Customer Reviews:
A genius laid bare July 24, 2006 3 out of 3 found this review helpful
The Confessions is acclaimed as the first recognisable autobiography. Early on I was impressed by his honesty and the depth of his analysis of his early sexual life : Freud would owe him credit. An essentially middle-class struggle to find a trade, respect, and income, the ultimate failure of which - mainly through his inability to learn and adapt -- led him to make some independent and of course original thoughts. With his autobiography, you can see his other works came about. As a proud outsider who came to be as prickly and proud as a porcupine, why wouldn't he have been thought about the degrading affect of money and status (Origins of Inequality, and The Social Contract) . As an eternal trier and at times embarrassing failure, why wouldn't he eventually contribute something musical (Le Devin du Village).

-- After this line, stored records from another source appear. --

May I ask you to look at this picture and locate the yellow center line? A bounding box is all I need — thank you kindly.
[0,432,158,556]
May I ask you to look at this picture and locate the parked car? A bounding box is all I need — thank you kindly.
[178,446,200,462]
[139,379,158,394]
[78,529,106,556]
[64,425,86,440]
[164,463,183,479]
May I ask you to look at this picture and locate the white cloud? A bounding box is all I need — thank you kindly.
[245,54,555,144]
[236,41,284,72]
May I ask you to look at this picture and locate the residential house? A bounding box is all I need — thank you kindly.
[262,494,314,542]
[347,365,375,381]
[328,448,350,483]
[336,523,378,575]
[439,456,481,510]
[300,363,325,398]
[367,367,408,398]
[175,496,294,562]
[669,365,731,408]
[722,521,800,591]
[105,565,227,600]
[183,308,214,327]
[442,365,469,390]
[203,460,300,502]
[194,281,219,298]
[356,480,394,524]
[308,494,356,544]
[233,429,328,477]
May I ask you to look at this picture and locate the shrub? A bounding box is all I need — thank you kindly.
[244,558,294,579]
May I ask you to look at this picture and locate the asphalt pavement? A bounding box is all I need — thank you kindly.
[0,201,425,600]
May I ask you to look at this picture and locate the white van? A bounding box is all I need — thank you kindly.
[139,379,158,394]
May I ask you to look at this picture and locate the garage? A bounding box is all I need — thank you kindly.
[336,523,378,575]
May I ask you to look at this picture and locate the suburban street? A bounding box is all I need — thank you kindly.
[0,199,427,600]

That's the beauty of this detailed work: it's the man laid out bare, and it's his genius explained. He was awkward, uncomfortable, and this more than his pride stood him outside of society. His life with the simple Therese; he needed her company, he valued her steady presence over the polygamous Mme Warens he so once worshipped. He gave his children away because (we suspect from the book) he didn't want the child in the hands of Theresa's in-laws. His life is awe-inspiringly tragic due to the proud man at once wanting acceptance (love) from his peers, and then almost simultaneously pulling away from society as a way of protecting himself from their opinions.

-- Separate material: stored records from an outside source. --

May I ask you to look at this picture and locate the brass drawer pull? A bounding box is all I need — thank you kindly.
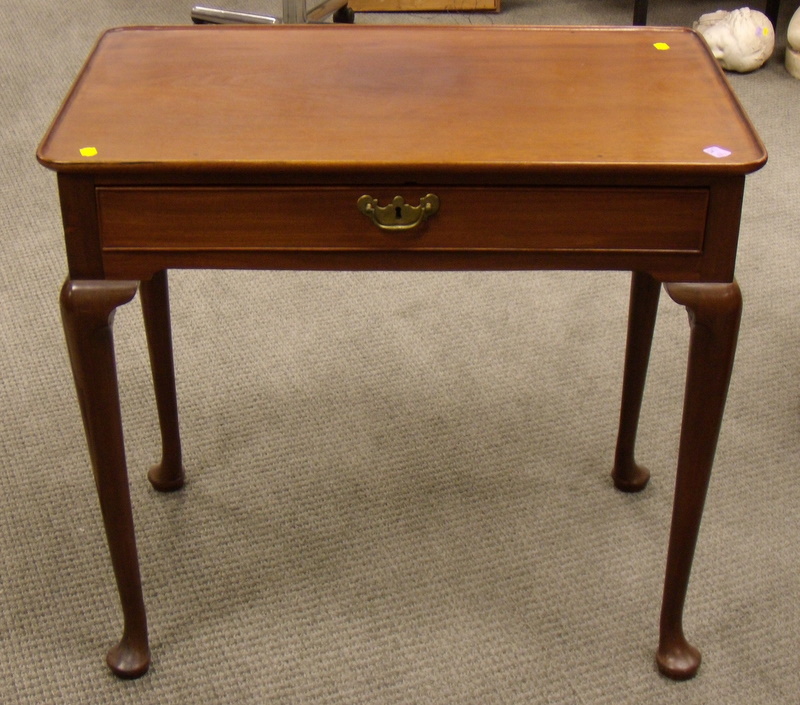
[358,193,439,231]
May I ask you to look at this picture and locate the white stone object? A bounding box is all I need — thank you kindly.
[786,8,800,78]
[694,7,775,73]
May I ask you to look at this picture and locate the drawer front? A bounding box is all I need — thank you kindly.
[97,186,708,253]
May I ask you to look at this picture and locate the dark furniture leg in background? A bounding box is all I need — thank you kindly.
[139,270,184,492]
[611,272,661,492]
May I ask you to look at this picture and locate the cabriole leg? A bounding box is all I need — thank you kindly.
[656,282,742,680]
[140,271,184,492]
[611,272,661,492]
[61,280,150,678]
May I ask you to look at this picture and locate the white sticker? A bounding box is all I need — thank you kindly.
[703,146,732,159]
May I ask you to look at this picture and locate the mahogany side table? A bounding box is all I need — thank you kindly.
[38,26,766,678]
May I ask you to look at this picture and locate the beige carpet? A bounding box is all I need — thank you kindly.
[0,0,800,705]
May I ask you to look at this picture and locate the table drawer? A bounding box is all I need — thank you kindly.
[97,186,708,253]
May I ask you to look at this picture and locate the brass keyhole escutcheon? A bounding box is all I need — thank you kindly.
[357,193,439,232]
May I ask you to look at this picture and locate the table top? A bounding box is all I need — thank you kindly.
[38,25,766,175]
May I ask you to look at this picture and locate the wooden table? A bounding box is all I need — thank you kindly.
[38,26,766,678]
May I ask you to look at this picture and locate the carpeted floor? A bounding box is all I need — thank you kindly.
[0,0,800,705]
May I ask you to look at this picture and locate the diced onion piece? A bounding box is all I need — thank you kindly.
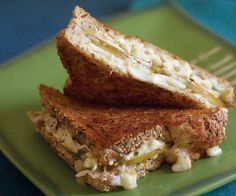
[187,79,224,107]
[125,148,164,165]
[86,33,151,68]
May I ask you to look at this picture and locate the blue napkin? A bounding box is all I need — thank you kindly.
[131,0,236,46]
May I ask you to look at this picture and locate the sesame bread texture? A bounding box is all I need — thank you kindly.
[57,6,235,108]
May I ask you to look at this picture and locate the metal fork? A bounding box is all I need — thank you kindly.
[190,46,236,87]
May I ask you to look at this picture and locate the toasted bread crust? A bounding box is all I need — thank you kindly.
[40,85,227,164]
[28,117,162,192]
[57,7,233,108]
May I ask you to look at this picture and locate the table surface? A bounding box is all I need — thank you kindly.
[0,0,236,195]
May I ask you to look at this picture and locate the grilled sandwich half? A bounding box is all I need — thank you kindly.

Rousseau's painfully honest account of his life. September 25, 2000 9 out of 11 found this review helpful
This book is another by Rousseau that shows his diversity as a thinker and imagination as writer, as with 'Confessions' he practically invented the autobiographic genre. Unlike most subsequent autobiographers, Rousseau's principle aim is to lay bare his failings and vices without attempting to apologise to the reader for his often surprising revelations; as he often repeats, God will be the judge. Ultimately, this is a melancholy tale about a man desperately seeking a peaceful, solitary life but unable to escape the demands and injustices of society. The final passages reveal Rousseau to be a tragic character, hounded by critics and apparently unwanted by the public, but stubbornly clinging to his priciples.